Le fournisseur d’accès à Internet a finalement accepté d’envoyer les mails d’avertissement exigés par l’Hadopi...
Xavier Niel, le PDG de Free, capitule. Dans un entretien au quotidien économique Les Échos, il le reconnaît : "Nous allons commencer à envoyer les e-mails ce lundi". Dorénavant, l’Hadopi, la police du Net censée lutter contre le téléchargement illégal, peut compter sur la coopération de tous les fournisseurs d’accès à Internet (FAI).
Free avait provoqué l’ire du ministère de la Culture en refusant, depuis début septembre, d’envoyer ces fameux mails signifiant aux internautes qu’ils sont soupçonnés de téléchargement illégal. Un décret avait été adopté en urgence, en fin de semaine dernière, pour forcer la main à Free : les FAI qui refusent de jouer le jeu devront payer une amende de 1 500 euros par mail non envoyé.

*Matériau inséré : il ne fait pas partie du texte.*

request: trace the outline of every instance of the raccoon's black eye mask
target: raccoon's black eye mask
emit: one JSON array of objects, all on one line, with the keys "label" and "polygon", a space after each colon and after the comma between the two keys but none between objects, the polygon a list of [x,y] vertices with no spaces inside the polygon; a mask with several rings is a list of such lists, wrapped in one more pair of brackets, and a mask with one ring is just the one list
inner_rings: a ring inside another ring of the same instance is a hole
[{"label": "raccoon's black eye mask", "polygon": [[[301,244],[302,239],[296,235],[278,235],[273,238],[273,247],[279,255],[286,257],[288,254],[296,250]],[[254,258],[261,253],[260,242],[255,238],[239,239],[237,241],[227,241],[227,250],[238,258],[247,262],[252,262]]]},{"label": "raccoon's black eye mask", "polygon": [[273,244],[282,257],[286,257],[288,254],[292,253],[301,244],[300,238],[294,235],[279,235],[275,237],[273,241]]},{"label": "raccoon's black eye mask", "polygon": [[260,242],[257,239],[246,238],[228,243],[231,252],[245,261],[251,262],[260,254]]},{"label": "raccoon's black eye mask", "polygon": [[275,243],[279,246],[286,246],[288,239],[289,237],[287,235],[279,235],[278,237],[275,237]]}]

Free ne compte pas pour autant rentrer sagement dans les rangs. Xavier Niel répète, dans son entretien aux Échos, que la loi créant l’Hadopi est "mauvaise et ne résout rien", et en appelle à une grande concertation pour trouver un moyen efficace de lutter contre le piratage.
Cette carte de l’"outsider dérangeant l’ordre établi", le fournisseur d’accès à Internet la joue depuis ses débuts. Avec succès. Free entre dans l’arène en 2002, avec fracas. Face à France Telecom, Noos (aujourd’hui Numericable) et autres Bouygues, Xavier Niel innove et propose un abonnement à tarif unique (29,99 euros), et surtout une box à tout faire : internet, téléphone et télévision. Un franc succès qui incitera ses concurrents à s’aligner sur ce modèle économique. En 10 ans, Free est devenu le troisième fournisseur d’accès à Internet, après France Telecom et Numericable.
4e licence mobile
Le groupe est aussi le seul à s’être entêté face au triumvirat Bouygues, Orange et SFR pour décrocher le 10 octobre la 4e licence mobile. Des grosses pointures comme Numericable et Virgin se sont retirés en 2009, découragés par les modalités de l’appel d’offres (plus de 300 millions d’euros pour acheter la licence, obligation de couvrir 25 % du territoire en deux ans etc.). Les trois opérateurs "historiques", qui voyaient d’un mauvais œil l’arrivée d’un quatrième opérateur, font un lobbying intensif pour l’éviter.
D'autant plus que Free souhaite appliquer au mobile la même formule que pour Internet : faire baisser les prix par tous les moyens. Une promesse dérangeante dans ce petit monde de la téléphonie qui avait été condamné par la justice française en 2009 à une amende de 92 millions d’euros pour "entente" sur les prix.
Lorsque ce n’est pas Free qui dérange, c’est son PDG Xavier Niel. À ses débuts, déjà, à la fin des années 80, il s’était mis à dos une partie du monde du minitel rose pour avoir démarché de manière agressive les clients de ses concurrents. Cet apolitique proclamé a également tendance à investir dans des médias hostiles au président Nicolas Sarkozy, comme les sites Bakchich ou encore Mediapart. Son rachat du quotidien Le Monde en juin dernier, en partenariat avec le banquier Mathieu Pigasse et l’homme d’affaires Pierre Bergé, aurait été très mal perçu par l’Élysée.
Cette posture du seul contre tous a conrtribué à rendre populaire les idées de Xavier Niel dans le domaine d'Internet. L'homme, qui continue à passer pour un iconoclaste est devenu l'un des hommes les plus riches de France (devant Martin Bouygues et Vincent Bolloré). Aujourd'hui, Free affiche un chiffre d’affaires de 869 millions d’euros.